The captain held Nicolar's gaze for a brief instant, clearly angered that she was being excluded from the discussion. She conceded defeat nonetheless, her face showing deep signs of weariness and her wet clothes had begun to make her shiver. Without a word, she rose from her chair, glanced outside at the bright speck that was her burning speck and left Santhor's chambers. The three men sat in silence, warming their hands against the cups of tea.
"Her account raises more questions than it answers..." the prince shook his head in dismay. The glee of the feast had been completely drained from him. "It seems my father is indeed dead."
"Santhor," Nicolar rubbed his temple. "I know it must be hard, but consider the truth behind Lysandra's words. She did not see your father's body and it goes against the enemy's interests to kill him now. They lied about the disease. They could have lied about many other things."
"The battalion marching towards Gales worries me," Valmyr spoke for the first time since sitting down, his voice a tranquil storm as always. "We are on the eve of winter. If they have sent troops now, then we have far less time to prepare."

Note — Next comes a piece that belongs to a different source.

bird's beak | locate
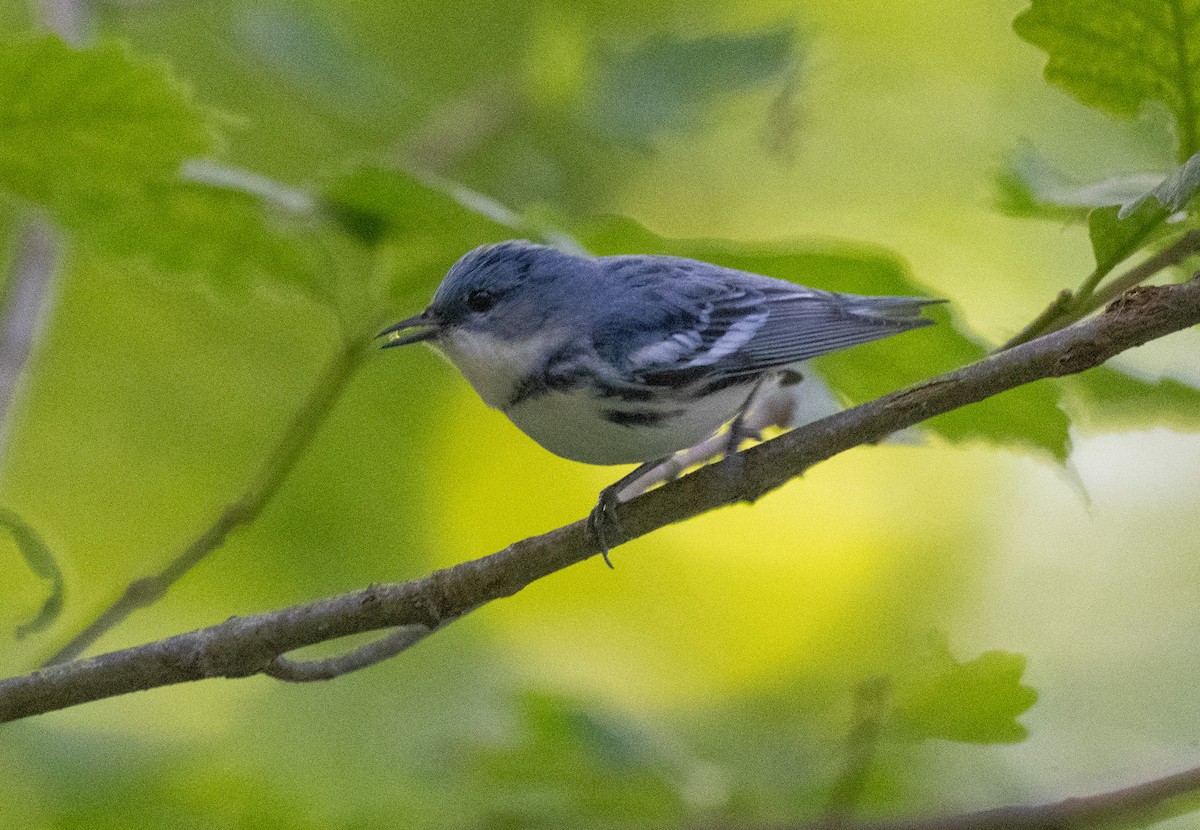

"You are right," Nicolar said, taking a sip. "We must close the passes as soon as possible. There are only two ways into Gales. Through the mountains or over the ocean. The enemy has already sailed near our shores and attacked our people. Both ways are fiercely dangerous during the winter months. Snow storms and ocean tempests are both heralds of death. The pyrocrats are bolder than we thought."
"So it is happening then? War is coming?" Santhor became dizzy with the blunt force of this news. His declarations had turned into a reality. Already, Lysandra's crew and ship had fallen because of his actions. The future of Gales was fire and war, because of him.
"No, Santhor," Nicolar's face furrowed with worry. "War is already upon us."